Walmart Promotes a Kinder Black Friday – and a Possible Future for Retail

After treating Black Friday like a cattle round-up for years, Walmart is finally injecting a little humanity into the year’s worst shopping tradition. On November 8, the retailer announced measures intended to make Black Friday shopping just a bit more pleasant:

  • Walmart is serving four million cups of complimentary coffee (courtesy of Keurig) and a few million free Christmas cookies from the Walmart Bakery.
  • Walmart will make it easier for shoppers to find top deals in-store via the Walmart app.
  • Check Out with Me store associates stationed throughout the stores and equipped with mobile check-out devices will make it possible for shoppers to purchase items on the spot, thus avoiding long lines.

These changes are long overdue. But why aren’t more retailers improving the Black Friday experience? For years, as part of my first-hand research into Black Friday, I’ve stood in long lines with shoppers in the cold pre-dawn of this massive shopping day. I have waited together with moms, dads, and kids, for big-box retailers such Best Buy, Target, and Walmart to open their doors to a horde of shoppers searching for overhyped door-buster specials.

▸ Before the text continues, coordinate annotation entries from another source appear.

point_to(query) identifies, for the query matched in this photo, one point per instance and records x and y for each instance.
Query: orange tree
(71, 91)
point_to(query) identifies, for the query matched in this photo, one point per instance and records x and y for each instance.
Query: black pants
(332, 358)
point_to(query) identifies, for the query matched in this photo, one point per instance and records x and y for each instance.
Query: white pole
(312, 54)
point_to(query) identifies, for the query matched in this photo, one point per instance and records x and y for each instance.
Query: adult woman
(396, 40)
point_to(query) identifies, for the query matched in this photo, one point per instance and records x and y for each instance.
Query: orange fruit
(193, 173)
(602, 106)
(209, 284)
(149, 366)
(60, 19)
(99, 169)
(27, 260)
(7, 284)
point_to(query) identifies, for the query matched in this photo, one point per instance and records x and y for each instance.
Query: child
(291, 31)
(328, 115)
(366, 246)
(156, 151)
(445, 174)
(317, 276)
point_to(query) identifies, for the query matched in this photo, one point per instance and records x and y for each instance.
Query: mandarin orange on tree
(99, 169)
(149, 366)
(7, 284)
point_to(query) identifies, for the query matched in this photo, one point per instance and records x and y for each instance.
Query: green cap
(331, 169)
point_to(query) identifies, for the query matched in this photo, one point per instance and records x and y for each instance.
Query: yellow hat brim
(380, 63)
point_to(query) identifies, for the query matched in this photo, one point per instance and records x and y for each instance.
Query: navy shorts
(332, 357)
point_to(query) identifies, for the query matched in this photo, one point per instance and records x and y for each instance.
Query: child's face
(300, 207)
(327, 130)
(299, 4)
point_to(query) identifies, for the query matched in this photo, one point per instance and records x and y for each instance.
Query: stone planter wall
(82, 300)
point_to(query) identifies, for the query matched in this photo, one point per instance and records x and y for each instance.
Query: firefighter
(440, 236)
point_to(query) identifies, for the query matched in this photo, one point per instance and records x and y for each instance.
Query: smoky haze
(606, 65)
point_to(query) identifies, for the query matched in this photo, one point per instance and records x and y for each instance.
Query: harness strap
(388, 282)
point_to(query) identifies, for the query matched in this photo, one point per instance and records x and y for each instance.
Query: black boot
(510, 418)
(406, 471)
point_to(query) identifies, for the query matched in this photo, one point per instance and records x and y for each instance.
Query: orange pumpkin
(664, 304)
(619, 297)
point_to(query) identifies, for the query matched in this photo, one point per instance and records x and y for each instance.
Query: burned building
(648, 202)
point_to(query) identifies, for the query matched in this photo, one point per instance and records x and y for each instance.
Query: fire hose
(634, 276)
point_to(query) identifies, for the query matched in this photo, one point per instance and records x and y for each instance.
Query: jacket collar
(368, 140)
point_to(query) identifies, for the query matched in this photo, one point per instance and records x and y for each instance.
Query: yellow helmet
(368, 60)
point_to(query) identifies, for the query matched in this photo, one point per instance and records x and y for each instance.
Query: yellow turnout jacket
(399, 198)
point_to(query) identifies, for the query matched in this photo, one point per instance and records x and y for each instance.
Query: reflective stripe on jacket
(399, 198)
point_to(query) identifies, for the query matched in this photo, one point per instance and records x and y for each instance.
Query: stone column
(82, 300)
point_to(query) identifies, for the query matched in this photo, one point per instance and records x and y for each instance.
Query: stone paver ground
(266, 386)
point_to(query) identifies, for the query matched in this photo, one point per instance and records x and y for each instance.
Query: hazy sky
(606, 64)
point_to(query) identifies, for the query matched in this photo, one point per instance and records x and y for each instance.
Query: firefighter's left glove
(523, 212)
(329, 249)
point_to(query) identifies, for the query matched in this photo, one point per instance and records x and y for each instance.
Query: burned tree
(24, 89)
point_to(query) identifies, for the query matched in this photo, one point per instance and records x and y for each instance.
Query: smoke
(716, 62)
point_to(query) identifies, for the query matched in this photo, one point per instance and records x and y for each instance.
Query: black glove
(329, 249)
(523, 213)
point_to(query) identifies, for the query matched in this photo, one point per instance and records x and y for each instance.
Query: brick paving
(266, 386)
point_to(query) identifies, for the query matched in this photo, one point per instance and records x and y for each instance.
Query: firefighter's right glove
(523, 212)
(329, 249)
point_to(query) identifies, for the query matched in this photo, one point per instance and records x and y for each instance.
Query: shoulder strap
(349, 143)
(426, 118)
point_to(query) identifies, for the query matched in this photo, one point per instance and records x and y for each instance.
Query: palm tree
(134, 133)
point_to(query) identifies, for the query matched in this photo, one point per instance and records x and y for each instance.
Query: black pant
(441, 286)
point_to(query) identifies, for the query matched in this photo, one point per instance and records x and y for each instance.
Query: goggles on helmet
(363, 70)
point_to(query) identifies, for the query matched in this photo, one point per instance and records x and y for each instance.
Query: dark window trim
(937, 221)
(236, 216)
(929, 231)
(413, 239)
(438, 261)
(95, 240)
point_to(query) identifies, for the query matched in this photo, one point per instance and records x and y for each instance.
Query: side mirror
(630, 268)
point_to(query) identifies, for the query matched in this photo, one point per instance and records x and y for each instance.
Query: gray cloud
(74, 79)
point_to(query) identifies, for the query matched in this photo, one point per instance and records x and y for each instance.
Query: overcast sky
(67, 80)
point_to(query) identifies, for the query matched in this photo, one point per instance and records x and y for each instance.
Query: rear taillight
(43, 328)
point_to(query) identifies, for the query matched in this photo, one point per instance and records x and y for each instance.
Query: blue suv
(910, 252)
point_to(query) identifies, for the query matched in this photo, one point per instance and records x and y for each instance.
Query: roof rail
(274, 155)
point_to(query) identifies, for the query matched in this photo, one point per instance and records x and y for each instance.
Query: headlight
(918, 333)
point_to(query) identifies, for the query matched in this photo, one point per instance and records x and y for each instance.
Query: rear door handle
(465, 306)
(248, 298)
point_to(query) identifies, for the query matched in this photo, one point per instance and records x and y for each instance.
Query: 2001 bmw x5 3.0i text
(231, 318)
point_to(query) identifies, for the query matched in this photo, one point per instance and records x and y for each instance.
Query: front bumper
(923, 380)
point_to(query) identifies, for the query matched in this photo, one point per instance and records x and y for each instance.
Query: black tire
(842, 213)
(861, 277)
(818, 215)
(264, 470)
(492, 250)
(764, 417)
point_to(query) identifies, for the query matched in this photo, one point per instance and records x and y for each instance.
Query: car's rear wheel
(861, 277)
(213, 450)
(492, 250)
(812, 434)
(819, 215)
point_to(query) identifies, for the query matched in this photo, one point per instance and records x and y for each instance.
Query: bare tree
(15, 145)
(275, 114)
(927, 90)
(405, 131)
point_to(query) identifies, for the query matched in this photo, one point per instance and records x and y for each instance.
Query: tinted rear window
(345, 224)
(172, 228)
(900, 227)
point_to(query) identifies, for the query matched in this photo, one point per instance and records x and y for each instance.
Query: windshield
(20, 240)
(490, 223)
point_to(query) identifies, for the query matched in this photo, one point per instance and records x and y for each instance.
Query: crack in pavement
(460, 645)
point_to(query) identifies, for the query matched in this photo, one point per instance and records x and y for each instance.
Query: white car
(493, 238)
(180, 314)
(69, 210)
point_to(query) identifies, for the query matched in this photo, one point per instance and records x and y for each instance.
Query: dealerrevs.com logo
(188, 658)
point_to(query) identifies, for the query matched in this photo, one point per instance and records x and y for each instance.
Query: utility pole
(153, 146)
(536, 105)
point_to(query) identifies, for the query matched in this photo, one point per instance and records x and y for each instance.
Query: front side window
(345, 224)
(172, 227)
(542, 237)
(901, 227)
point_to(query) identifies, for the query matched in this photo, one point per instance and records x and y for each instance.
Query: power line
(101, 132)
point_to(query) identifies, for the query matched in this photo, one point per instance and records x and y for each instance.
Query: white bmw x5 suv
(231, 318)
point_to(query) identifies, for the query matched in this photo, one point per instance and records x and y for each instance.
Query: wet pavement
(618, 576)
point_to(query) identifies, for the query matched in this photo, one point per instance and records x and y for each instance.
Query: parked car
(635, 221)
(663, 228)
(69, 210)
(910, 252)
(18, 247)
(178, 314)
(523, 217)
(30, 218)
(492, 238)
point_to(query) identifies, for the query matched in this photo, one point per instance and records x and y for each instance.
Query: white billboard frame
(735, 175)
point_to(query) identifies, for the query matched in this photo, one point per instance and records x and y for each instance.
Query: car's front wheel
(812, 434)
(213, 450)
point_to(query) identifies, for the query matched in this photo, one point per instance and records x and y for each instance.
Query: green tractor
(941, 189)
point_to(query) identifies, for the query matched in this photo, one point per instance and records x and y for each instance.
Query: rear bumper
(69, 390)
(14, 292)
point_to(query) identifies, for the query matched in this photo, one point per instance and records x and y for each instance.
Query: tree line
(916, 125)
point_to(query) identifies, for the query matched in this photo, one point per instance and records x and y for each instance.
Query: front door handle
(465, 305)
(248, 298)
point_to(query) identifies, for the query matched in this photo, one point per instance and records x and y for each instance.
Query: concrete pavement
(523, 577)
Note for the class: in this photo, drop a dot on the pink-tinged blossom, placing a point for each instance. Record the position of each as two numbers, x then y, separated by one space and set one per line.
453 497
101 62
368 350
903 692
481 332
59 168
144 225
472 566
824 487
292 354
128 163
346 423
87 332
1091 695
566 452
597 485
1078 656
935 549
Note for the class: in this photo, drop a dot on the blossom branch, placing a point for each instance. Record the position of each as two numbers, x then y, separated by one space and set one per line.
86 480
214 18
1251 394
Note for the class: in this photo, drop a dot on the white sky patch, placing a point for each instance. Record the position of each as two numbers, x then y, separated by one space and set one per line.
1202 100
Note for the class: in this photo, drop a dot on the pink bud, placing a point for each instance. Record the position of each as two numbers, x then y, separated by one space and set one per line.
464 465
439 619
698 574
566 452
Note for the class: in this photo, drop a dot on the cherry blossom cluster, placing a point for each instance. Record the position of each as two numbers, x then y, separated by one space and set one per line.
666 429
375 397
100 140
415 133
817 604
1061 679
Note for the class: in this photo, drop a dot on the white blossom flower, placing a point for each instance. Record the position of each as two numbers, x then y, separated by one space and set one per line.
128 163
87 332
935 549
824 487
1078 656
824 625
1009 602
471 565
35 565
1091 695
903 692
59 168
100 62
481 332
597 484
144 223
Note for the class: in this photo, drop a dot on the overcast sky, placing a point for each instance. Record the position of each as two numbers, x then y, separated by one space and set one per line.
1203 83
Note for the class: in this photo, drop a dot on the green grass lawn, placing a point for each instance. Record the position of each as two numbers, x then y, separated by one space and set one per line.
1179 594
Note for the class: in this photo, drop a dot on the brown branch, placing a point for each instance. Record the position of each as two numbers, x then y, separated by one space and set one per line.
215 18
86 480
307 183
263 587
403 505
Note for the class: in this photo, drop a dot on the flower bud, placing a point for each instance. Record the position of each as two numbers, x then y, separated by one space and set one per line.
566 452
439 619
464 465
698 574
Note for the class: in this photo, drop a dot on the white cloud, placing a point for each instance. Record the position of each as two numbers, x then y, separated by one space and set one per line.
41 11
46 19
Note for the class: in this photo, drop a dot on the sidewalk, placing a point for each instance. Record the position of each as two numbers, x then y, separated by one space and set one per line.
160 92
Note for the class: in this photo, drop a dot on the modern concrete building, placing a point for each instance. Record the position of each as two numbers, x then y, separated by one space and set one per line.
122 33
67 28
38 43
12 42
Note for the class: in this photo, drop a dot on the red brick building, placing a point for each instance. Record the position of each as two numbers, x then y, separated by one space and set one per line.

I’ve always been struck by two realities:

  • Black Friday shoppers actually want to have a good time. They treat it like a social event – a chance to get together with family and friends to experience a ritual together.
  • Retailers have failed to capitalize on the social, even convivial attitude of the Black Friday shopper.

Think about it: a retailer has a long line of shoppers standing outside their door with not much to do. The possibilities for turning that line into a branded experience are limitless. Back in 2008, I suggested retailers offer treats, pop-up contests, and other amenities to people standing in line – and then, provide “Black Friday lounges” in stores to offer shoppers more breakfast treats, perhaps door prizes, and soothing music (like the piano lounge at Nordstrom). I suggested that making Black Friday a more civilized experience might cut down on some of the notorious incidents of fighting and vandalism that have marred many Black Fridays (especially at Walmart).

Well, 10 years later, Walmart is finally taking a step in the right direction, probably because Walmart has to do so. Black Friday is no longer the epicenter of the holiday shopping season as retailers offer sales on Thanksgiving Day and Cyber Monday, along with free product shipping for shoppers who want to do their holiday shopping online throughout November and December. Offering free coffee and cookies provides two benefits:

  • A cross-branding opportunity for Keurig, whose products are available in Walmart.
  • A cross-sell for Walmart’s bakery. If the cookies are a hit, shoppers have another reason to return to Walmart after Black Friday is done.

Walmart’s “Ultimate Black Friday Store Event” comes at a time when retailers are trying to figure out how to create more interesting in-store experiences in order to fight Amazon by maximizing the value of their physical spaces. There is a great deal at stake: in 2018, the holiday shopping season is expected generate $1 trillion in sales for the first time, according to eMarketer. And after the holidays, the threat of Amazon will remain.

In my experience, Black Friday shoppers act the way they are treated. Provide a dehumanizing experience, and fistfights break out. But shoppers will also respond favorably to a pleasant and well-managed event. I predict Walmart’s improvements will boost sales, especially with more associates receiving special training to manage the day more effectively.  Now let’s see if more retailers rise to the occasion.